Professor Hawking shot to international fame after the 1988 publication of A Brief History of Time, one of the most complex books ever to achieve mass appeal, which stayed on the Sunday Times best-sellers list for 237 weeks. Over the years, he would also embrace areas of popular culture appearing in both The Simpsons and hit US science comedy The Big Bang Theory.
His work ranged from the origins of the universe itself, through the possibility of time travel to the mysteries of space’s all-consuming black holes. His most famous theoretical breakthrough was the idea that black holes are not really black, but can produce thermal radiation and potentially “evaporate”. Scientists refer to such potential emanations as “Hawking radiation.”
“My goal is simple,” Professor Hawking once said. “It is complete understanding of the universe, why it is as it is and why it exists at all.”
With Roger Penrose, Professor Hawking showed that Albert Einstein’s theory of relativity implies space and time would have a beginning in the Big Bang and an end in black holes. He spent much of his career trying to find a way to reconcile Einstein’s theory with quantum physics and produce a “Theory of Everything.”
Professor Hawking said he wrote A Brief History of Time to convey as clearly as he could the topics that excited him. “My original aim was to write a book that would sell on airport bookstalls,” he told reporters at the time. “In order to make sure it was understandable I tried the book out on my nurses. I think they understood most of it.”
Born in Oxford on January 8, 1942, he attended Oxford University before moving onto Cambridge. From 1979 to 2009 he was Lucasian Professor of Mathematics at Cambridge – a post once held by Sir Isaac Newton. He was later director of research in the university’s Department of Applied Mathematics and Theoretical Physics.

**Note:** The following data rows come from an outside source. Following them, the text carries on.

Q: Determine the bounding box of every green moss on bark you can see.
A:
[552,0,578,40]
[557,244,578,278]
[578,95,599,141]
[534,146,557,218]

Professor Hawking was confined to a wheelchair for much of his life, after contracting a rare form of motor neurone disease, at the age of 21. As his condition worsened, he had to resort to speaking through a voice synthesiser and communicating by moving his eyebrows.
Professor Hawking was married twice. In February 1990 he left Jane, his wife of 25 years, to set up home with one of his nurses, Elaine Mason. The couple married in September 1995 but divorced in 2006.